Documento em pergaminho ou papel; livro escrito por letra de mão. 

Os manuscritos precederam os impressos. (V. Caligrafia, Escrita, Iluminura, Letra, Livro e Tipografia.) Antes da invenção da imprensa, eram os calígrafos que faziam as vezes de tipógrafos, e numerosos indivíduos se ocupavam em escrever livros, muitos dos quais se conservam ainda hoje, não só como monumentos literários, mas como relíquias de uma arte, que tanto se elevou, tendo como fiel companheira a iluminura. Os romanos chamavam a esses copistas «scribas». 

Em Portugal houve conventos, que foram notáveis oficinas caligráficas, avultando entre eles Alcobaça, Serra de Ossa, e Santa Cruz de Coimbra. Os numerosos manuscritos do primeiro guardam-se hoje na Biblioteca Nacional de Lisboa e na Torre do Tombo, encontrando-se entre eles um manuscrito do século 11, o mais antigo que conhecemos, e atestam conjuntamente, dum modo notabilíssimo, a erudição e a perícia artística dos monges de S. Bernardo. Os de Santa Cruz conservam-se na Biblioteca Pública Municipal do Porto. São ricas, em manuscritos diversos as bibliotecas reais da Ajuda e de Mafra, a da Academia Real das Ciências, da Universidade e principalmente a Biblioteca de Évora. Algumas livrarias particulares do país conservam numerosos e importantes manuscritos (V. Biblioteca e Livraria). 

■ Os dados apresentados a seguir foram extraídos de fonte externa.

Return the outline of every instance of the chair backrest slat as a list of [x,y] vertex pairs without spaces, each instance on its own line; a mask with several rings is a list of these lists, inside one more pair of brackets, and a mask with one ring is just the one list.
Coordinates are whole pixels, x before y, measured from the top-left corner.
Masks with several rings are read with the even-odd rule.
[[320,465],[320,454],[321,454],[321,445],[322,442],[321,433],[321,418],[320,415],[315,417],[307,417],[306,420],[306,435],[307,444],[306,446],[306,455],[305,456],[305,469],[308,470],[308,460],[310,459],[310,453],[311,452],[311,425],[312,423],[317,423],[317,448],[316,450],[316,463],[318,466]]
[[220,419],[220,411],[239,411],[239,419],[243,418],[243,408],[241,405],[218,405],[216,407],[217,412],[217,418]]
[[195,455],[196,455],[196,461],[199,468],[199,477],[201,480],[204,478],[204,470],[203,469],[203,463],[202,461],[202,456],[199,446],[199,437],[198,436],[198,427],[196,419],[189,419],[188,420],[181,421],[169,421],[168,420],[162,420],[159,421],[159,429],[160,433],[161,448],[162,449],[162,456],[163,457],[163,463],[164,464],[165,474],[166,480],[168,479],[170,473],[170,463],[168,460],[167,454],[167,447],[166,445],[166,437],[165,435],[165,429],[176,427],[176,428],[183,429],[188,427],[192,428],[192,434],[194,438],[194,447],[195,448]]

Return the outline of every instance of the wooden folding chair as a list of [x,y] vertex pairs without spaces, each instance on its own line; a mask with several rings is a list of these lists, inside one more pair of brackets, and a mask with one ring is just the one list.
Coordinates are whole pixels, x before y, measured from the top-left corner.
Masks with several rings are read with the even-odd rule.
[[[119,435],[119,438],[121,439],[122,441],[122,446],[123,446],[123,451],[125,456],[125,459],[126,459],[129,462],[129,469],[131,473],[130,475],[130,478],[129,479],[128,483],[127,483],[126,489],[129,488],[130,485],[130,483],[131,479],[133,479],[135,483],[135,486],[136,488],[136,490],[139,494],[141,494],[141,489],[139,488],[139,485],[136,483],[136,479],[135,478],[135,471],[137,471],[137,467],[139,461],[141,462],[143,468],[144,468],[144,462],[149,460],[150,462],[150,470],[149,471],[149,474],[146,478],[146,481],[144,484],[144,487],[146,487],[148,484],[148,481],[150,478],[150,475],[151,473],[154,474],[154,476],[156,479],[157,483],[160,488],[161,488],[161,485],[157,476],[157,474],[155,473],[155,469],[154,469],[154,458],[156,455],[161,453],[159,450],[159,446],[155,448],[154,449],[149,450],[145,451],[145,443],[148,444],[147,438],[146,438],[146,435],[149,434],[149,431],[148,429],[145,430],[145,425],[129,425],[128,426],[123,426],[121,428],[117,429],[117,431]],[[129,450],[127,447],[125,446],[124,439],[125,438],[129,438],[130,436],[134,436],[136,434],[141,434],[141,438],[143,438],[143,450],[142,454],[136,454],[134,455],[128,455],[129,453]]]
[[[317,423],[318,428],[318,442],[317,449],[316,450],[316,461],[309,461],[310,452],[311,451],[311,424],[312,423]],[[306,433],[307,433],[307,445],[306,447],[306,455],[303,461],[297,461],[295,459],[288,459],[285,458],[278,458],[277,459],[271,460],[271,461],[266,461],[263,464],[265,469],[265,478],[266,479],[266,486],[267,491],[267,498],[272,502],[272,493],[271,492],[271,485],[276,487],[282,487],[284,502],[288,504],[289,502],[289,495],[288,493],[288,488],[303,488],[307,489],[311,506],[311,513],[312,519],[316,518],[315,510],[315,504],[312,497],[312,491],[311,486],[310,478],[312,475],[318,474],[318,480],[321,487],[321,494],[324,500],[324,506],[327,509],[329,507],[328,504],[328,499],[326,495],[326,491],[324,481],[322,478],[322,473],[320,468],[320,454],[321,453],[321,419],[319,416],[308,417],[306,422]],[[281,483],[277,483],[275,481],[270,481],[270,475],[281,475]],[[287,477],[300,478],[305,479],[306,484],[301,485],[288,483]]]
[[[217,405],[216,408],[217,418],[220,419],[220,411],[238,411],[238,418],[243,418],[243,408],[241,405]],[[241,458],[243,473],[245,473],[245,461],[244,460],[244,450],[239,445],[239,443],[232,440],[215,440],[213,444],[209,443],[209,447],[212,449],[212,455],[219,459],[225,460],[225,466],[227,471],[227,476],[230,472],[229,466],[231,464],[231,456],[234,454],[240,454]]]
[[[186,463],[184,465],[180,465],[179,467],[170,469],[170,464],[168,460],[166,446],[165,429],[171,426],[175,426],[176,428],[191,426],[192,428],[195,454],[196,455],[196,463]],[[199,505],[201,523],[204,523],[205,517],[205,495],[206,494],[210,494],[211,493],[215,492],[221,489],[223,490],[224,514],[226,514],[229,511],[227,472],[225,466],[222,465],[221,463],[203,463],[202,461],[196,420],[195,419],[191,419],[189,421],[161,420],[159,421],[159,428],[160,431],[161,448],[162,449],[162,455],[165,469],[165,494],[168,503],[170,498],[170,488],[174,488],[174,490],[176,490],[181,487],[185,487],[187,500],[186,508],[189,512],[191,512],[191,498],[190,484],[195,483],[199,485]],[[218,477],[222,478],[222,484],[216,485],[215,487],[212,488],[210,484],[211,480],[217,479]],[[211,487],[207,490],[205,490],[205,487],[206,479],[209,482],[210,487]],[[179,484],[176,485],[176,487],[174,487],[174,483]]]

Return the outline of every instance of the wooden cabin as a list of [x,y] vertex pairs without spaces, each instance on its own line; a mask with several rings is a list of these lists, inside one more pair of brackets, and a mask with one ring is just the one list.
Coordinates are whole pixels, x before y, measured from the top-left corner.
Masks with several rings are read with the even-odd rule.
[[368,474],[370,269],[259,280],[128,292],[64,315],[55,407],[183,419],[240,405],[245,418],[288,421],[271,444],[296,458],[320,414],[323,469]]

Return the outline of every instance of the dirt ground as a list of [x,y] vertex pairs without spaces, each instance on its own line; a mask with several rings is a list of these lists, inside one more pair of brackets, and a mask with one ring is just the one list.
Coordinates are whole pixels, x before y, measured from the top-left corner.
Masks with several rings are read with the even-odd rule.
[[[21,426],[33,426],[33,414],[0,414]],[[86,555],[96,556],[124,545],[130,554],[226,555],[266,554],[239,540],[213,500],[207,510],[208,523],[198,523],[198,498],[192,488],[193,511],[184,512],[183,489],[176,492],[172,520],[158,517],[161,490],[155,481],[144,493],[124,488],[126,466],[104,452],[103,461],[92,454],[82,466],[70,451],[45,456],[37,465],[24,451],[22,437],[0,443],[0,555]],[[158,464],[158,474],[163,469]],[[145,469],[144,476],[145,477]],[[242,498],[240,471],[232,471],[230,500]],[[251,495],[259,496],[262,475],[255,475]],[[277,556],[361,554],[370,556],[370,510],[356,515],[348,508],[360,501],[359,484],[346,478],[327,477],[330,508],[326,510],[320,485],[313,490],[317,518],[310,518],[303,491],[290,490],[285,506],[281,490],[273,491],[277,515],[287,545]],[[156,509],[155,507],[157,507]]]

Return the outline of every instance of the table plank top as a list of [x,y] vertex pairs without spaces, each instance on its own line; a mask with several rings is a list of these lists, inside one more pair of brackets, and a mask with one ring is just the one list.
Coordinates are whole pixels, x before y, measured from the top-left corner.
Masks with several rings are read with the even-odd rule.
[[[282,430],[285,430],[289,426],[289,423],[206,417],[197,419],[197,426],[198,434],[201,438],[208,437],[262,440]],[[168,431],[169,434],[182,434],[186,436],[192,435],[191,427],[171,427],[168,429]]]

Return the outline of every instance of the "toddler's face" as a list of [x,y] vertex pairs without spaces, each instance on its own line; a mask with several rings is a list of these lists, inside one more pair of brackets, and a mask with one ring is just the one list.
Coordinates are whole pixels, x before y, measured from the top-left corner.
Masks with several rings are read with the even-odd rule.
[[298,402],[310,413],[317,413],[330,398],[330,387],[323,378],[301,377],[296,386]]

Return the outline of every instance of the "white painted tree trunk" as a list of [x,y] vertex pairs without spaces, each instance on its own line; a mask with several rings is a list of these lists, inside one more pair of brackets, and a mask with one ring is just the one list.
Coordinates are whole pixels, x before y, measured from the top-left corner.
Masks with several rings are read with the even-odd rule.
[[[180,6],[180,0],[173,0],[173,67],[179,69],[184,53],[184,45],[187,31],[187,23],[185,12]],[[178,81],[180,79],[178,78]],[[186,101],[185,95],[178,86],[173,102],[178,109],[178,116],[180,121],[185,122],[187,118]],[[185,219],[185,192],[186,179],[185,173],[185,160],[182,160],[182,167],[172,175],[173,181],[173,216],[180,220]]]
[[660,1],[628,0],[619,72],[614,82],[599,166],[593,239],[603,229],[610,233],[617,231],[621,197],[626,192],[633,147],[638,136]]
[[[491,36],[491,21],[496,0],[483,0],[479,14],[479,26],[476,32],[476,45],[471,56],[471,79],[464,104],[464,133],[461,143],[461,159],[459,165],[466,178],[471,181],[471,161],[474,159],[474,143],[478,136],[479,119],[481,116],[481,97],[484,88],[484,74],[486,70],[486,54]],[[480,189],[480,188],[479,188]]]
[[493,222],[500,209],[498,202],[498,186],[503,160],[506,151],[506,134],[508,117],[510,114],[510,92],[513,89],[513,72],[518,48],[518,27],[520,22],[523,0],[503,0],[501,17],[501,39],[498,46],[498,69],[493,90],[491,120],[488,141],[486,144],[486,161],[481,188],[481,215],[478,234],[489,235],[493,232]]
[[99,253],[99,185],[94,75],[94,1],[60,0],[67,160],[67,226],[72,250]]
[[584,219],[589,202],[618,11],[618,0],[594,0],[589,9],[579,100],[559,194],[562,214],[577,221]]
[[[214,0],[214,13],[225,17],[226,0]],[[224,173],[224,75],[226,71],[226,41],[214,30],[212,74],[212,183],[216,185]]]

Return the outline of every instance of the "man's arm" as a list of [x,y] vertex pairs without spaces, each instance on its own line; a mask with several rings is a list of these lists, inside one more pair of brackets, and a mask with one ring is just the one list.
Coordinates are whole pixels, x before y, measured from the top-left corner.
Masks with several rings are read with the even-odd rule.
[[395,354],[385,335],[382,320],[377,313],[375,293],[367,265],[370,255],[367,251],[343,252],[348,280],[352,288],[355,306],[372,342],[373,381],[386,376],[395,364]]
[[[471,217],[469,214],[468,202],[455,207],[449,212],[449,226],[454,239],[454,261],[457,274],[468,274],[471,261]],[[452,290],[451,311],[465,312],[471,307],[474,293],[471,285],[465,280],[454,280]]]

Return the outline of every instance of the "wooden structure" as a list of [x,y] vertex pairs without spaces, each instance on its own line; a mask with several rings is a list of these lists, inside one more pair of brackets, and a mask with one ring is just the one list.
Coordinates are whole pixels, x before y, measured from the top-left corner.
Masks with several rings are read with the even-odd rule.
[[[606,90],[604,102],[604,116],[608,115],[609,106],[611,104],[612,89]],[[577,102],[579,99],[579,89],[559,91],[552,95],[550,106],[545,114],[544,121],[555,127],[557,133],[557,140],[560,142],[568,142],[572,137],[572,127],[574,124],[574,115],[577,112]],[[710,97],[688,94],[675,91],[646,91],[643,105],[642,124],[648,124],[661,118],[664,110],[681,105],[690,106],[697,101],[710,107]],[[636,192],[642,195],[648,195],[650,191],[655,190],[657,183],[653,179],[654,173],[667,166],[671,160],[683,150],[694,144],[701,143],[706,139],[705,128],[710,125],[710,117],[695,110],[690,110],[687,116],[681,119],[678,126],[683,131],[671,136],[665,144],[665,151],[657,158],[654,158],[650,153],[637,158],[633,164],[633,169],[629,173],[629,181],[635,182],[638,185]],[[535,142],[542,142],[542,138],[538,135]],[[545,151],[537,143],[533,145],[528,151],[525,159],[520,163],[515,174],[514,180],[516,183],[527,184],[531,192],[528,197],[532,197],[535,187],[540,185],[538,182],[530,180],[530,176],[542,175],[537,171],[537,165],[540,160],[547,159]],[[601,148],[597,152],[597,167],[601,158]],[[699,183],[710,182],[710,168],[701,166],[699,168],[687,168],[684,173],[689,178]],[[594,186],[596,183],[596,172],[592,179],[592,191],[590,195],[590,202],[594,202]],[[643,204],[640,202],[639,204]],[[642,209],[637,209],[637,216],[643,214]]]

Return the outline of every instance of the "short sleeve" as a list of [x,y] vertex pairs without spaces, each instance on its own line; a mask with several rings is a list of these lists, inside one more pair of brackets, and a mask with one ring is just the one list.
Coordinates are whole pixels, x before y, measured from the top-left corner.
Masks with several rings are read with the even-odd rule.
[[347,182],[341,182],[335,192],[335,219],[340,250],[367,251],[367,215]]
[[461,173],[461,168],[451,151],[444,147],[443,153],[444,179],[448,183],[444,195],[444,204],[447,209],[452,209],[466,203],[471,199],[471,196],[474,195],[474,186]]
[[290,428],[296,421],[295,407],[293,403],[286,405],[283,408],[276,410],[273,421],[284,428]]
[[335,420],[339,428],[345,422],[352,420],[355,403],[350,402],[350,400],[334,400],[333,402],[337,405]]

Anteriormente à descoberta da imprensa, a execução material dum livro reclamava o concurso de muitas pessoas. Assim explica Trithemo, abade de Spanheim no século 15, em o seu livro De Scriptoribus ecclesiasticis: Uma corrige o livro que outra escreveu, uma terceira ornamenta com tinta vermelha; outra encarrega-se da pontuação, outra das pinturas, como outra cola as folhas e encaderna. Ainda outras que preparam o couro e as lâminas de metal que devem ornar a encadernação. Uma outra corta as folhas de pergaminho, e outras as vão polindo, uma outra traça a estilete as linhas que devem guiar o escrevente. Enfim, outros cortavam as penas e preparavam a tinta.» Porém, havia clérigos e outros indivíduos que reuniram os diversos talentos requisitados e aptidões artísticas sob o modesto título de escrevente

No império do Oriente, no reinado de Teodósio, o Grande, existia uma classe de homens duma certa inteligência e ilustração que se empregavam em multiplicar os livros, ornando-os também com uma paciência admirável. Entre os gregos e romanos os manuscritos eram copiados por escravos, chamados literati. Embora os iconoclastas destruíssem na biblioteca de Bizâncio todos os manuscritos que tinham efígies religiosas, a arte bizantina reapareceu pelos meados do século 9, espalhando-se pela Europa, onde floresceu por largos anos na Inglaterra, Irlanda, na França, Itália e Flandres. Nesta época, derradeiros alvores da idade media, e daí por diante, nunca faltaram os calígrafos iluminadores e os miniadores nos conventos, constituindo verdadeiras escolas de caligrafia. 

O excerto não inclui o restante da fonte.